Certainty | Bad for your brain?

I went round to a friend’s house for dinner last night.  We sat there, chatting and laughing and talking over shared memories from university, so many years ago. At some point, for some reason we were discussing the imminent French elections, and the rise of terrorism and the far right, and the situation in the Middle East (not ALL the time, obviously...it just came up!). Someone asked a question about Islam. About why the hatred is so deep across so many generations? Why is it that young men are so susceptible to radicalisation? Is it poverty, or the adrenaline that joining a ‘crusade’ and ‘belonging’ gives them?  

I was sitting back mulling the subject over, my mind wandering to the many ways one could answer, and the many questions it stirred up that I hadn't thought of before. I suddenly noticed to my surprise - and total horror - that everyone else round the table had their iPhones in their hands and was Googling the answer.  

Photo: Jesse Orrico/Unsplash

Photo: Jesse Orrico/Unsplash

How can the answer to a complex, many stranded question be found by reciting a couple of online articles? Are we all being brainwashed? Standardised? Walking blindly towards the threshold of our own 'Brave New World' scenario?

Have facts won the day?

At a time in history when we know more than ever and can have an answer to many of life’s questions at the click of a button, mystery itself is under threat. In the words of a retired vet I recently met who lives in a rural welsh community: ‘My Sunday nights in the pub have been ruined by Google. Ten or fifteen years ago, we would gather and sit debating current affairs and life’s big issues into the night, but it doesn’t happen now. We’ve lost something valuable now that any fact can be checked on the spot by a smartphone search.’

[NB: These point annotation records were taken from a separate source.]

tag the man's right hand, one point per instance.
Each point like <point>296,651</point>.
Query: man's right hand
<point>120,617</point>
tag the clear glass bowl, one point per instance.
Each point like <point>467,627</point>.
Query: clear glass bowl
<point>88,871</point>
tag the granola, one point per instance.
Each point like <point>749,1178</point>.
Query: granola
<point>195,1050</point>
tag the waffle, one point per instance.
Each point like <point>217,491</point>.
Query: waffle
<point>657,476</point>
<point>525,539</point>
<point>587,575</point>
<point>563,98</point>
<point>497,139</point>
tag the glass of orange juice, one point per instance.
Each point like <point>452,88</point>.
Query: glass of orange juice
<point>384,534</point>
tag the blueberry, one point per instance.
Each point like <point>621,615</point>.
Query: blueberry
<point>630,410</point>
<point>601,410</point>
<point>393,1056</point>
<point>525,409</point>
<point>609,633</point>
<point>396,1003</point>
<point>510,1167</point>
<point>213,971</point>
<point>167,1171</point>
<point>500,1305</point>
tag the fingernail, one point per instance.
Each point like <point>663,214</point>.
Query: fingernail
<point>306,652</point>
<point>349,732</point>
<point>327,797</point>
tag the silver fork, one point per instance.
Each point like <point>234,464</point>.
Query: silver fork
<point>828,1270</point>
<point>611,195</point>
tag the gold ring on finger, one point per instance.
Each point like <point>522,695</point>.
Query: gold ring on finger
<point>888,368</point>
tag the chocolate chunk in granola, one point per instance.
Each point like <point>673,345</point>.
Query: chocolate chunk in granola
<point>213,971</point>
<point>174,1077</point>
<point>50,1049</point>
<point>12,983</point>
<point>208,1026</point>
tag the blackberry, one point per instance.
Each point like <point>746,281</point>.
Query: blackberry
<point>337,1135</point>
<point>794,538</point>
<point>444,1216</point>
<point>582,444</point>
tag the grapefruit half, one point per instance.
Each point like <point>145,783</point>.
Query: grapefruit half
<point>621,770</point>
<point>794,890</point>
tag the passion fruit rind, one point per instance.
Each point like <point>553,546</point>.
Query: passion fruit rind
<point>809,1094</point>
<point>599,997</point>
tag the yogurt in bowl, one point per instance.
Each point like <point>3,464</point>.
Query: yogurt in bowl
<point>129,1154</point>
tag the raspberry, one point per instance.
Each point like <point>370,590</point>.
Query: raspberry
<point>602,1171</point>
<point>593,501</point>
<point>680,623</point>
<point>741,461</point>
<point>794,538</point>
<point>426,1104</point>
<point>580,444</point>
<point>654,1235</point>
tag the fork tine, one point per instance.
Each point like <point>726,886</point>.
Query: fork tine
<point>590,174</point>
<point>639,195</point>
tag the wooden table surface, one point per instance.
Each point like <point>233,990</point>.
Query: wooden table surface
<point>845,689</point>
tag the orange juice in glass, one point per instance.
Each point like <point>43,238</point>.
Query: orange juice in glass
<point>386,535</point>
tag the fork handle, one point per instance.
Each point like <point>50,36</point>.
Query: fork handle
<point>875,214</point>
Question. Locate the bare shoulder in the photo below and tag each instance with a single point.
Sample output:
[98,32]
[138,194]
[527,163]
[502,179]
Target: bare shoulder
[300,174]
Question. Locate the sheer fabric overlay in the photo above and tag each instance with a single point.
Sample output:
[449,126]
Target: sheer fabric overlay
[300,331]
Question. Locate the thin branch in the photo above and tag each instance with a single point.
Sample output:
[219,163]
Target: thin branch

It’s a sad state of affairs when, in our search for knowledge and understanding, thought, experience and imagination get set aside to be replaced by a cleansed reporting of 'acceptable' and presumably mainly 'approved' fact. Deep thought, and personal and even mystical experience go out the window. On the other hand, if we let it, life’s enduring philosophical unknowns acquire fresh relevance. Ditto the allure of strange co-incidences, prickling sixth senses and anything that stokes a sense of the unknown, unexplained, unmapped. Things that can't be experienced via your smartphone.

Rediscovering philosophy

We need these mysteries. When you don’t know where to start, your mind is free to meander down unlikely and illuminating tangents, unfettered by the constraints of fact. That's where inspiration and vision come in. You can't find them on your iPhone.

Kierkegaard said: “Life is not a problem to be solved.” Surely, he was right. Feeling your way to an answer in a directionless way can be deeply satisfying, feeding parts of yourself that a question with a Wikipedia answer can’t.

So how to get started on such a quest?

  • Reboot your brain.
  • Join a debating meet-up group. There are plenty on the meetup.com site.
  • Travel and meditation also open up new mysteries, or head to the philosophy or self-help section of your local bookshop.
  • And always, always ban people from checking their phones when they come to supper.